I am less fond of the Steed additions: the vents might look better when the GS is completed so I am either way on them; however, the tongue coming out of the left bracer looks wrong to me.


----------



## Jaraka (Mar 18, 2011)

Thanks for the comments guys - here's hoping I see a proper EC army option in the new codex!

I'm hoping that post green stuff and a nice luck of paint will give the steed faces and lash tongue on the left bracer a demonically possessed armour feel. I guess only time will tell - ill post more soon... Providing I don't get caught up doing Eldar.


----------



## Jaraka (Mar 18, 2011)

*New Noise Back packs, Princes and Predators*

Sorry I've been away for a while, here is a bunch more stuff to swell the Legion...


----------



## Jaraka (Mar 18, 2011)

And some more...


----------



## Gothic (May 12, 2008)

I love the demon princes nice vibrant colours and great conversions +rep (if I can give it)


----------



## Jaraka (Mar 18, 2011)

Thanks Gothic - I appreciate it! I'm considering converting my Predators to Sonic Preds next, using Dreadnought Blastmasters... Its just real frustrating waiting for this Legions codex as I am spread pretty thin trying to make a themed Emperor's Children Army competitive!


----------



## Midge913 (Oct 21, 2010)

Some more great looking stuff mate. The DPs are definitely well done.


----------



## newtjedi (May 8, 2012)

aBSOLUTELY AWESOME!


----------



## ondskapt (Feb 16, 2011)

Your army is really awesome ! Very nice and clean paint , congratulations ! Nothing much to say, except I wish I could face it


----------



## lockeF (Feb 18, 2011)

That second DP actually kinda scares me. Its honestly a bit intimidating. I love the painting and although I dislike the emperors children (purely based on fluff and their arrogance), I love your models. +rep for the DPs and such.


----------



## Jaraka (Mar 18, 2011)

Thanks for all your comments and rep folks - its nice to have intimidating princes too


----------



## jaysen (Jul 7, 2011)

Beautiful army man. I love the EC. +rep


----------



## Disciple_of_Ezekiel (May 23, 2010)

Ohhh man, I guess I passed right over your log mate, sorry! With that being said....
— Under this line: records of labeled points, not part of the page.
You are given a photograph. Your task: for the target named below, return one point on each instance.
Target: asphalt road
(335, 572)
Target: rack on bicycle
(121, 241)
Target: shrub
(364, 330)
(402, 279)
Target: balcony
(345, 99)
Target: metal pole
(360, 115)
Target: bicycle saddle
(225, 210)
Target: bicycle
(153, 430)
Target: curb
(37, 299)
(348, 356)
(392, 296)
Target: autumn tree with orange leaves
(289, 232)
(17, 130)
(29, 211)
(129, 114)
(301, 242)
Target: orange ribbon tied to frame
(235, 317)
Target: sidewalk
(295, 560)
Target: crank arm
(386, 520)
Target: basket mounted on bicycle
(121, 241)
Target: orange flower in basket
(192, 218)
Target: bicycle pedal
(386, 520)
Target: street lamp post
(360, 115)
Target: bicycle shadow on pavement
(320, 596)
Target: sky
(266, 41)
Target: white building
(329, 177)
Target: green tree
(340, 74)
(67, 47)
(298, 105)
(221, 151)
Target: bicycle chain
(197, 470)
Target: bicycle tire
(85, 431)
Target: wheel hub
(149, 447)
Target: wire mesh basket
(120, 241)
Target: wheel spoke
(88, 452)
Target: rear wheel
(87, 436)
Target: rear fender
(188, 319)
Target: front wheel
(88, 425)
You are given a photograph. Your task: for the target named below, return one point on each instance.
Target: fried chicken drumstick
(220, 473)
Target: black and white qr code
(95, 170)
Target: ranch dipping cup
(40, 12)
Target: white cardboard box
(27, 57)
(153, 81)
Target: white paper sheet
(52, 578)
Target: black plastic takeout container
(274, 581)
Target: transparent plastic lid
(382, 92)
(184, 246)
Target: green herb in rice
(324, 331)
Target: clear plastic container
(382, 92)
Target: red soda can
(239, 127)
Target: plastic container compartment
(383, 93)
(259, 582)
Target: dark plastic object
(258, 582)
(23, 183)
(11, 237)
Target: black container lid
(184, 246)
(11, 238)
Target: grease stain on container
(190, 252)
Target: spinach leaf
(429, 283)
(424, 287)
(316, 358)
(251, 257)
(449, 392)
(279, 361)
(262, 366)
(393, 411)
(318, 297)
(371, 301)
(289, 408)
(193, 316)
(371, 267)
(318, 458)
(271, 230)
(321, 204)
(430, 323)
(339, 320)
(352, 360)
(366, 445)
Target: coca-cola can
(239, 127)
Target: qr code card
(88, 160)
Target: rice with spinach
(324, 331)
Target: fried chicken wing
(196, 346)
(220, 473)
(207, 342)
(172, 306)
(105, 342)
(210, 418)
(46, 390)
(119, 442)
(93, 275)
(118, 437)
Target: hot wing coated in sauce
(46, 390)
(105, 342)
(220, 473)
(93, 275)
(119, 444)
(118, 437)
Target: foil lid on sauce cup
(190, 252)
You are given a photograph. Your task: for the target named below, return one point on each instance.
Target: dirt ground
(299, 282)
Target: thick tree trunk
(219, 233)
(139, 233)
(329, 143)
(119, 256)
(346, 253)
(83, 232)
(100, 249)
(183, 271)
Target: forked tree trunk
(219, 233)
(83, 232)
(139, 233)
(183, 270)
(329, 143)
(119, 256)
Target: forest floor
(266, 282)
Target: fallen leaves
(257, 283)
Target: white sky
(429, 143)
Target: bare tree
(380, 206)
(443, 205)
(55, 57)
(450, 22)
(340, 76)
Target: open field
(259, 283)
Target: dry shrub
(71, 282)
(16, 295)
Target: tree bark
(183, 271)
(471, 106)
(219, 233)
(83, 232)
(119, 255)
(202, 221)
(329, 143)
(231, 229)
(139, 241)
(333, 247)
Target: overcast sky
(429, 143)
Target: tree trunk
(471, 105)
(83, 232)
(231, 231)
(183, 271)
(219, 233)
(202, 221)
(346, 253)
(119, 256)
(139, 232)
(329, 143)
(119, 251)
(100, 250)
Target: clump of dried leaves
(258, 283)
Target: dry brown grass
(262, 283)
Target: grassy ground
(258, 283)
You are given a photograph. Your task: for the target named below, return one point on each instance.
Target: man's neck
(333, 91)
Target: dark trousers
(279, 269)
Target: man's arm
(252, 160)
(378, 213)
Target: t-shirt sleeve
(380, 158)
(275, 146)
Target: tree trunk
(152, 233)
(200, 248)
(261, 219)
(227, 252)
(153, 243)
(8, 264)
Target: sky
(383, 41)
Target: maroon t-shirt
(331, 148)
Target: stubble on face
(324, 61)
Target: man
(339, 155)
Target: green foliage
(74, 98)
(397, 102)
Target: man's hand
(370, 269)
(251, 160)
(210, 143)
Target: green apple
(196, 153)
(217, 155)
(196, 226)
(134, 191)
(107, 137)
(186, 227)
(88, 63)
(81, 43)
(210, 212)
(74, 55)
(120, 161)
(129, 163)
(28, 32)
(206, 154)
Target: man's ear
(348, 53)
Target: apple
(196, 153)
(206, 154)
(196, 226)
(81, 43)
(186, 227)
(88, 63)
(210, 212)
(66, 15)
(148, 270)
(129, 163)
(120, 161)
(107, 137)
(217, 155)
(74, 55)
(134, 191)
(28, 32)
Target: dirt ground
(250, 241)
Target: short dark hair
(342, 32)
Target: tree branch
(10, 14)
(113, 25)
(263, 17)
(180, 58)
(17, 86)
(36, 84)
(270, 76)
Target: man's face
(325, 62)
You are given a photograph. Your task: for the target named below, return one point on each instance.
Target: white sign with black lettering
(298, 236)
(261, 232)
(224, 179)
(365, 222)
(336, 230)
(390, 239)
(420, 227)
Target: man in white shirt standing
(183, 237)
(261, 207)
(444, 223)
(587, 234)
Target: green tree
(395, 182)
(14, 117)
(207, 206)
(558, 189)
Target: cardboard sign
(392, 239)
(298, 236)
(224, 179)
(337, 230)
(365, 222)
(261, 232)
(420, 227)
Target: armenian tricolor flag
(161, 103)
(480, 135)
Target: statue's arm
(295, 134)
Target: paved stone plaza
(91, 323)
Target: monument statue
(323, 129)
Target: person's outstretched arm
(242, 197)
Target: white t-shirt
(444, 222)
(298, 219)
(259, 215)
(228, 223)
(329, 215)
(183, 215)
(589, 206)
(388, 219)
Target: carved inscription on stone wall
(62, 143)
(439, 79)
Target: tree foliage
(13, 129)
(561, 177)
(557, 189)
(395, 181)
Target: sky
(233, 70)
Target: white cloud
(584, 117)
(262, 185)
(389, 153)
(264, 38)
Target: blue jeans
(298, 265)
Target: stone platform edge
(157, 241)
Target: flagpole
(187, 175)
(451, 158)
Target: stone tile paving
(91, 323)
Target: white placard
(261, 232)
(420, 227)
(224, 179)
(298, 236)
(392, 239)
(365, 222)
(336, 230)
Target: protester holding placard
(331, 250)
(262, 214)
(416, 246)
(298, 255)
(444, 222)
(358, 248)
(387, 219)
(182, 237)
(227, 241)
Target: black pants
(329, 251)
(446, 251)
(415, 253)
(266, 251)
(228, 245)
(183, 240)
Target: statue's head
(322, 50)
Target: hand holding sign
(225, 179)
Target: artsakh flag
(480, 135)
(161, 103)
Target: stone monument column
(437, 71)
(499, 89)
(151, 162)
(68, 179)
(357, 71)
AWESOME! Seriously, I love the soft look of the blended shoulder pads and the pale complection on the skin of the troops. Your Daemon prince looks fantastic, well done with the conversion. Your army has a great Slaanesh thing going on, again, well done mate.

+Rep

Regards,
DoE


----------



## Kharole (Jun 12, 2012)

Wow looks great!! Your a really talented painter!! would like to see a Daemon Prince though. Keep it up. Especially like the NM carrying the Slaanesh icons on their packs


----------



## zacktheRipper (Jan 23, 2012)

I'm eagerly awaiting more. 

Your models are a perfect example of an EC army, one that screams corruption and excess without, like another poster put it, 'being in your face'. Well DONE.


----------



## Dgoody (Jul 8, 2012)

My favorite conversion is your fabius bile guy. I also have to agree that your DPrinces are scary good, the second one has the I'm-going-to-swallow-your-soul look. Awsome job, keep up the good work and hang in there with the up coming dex, we're all dying to get it.


----------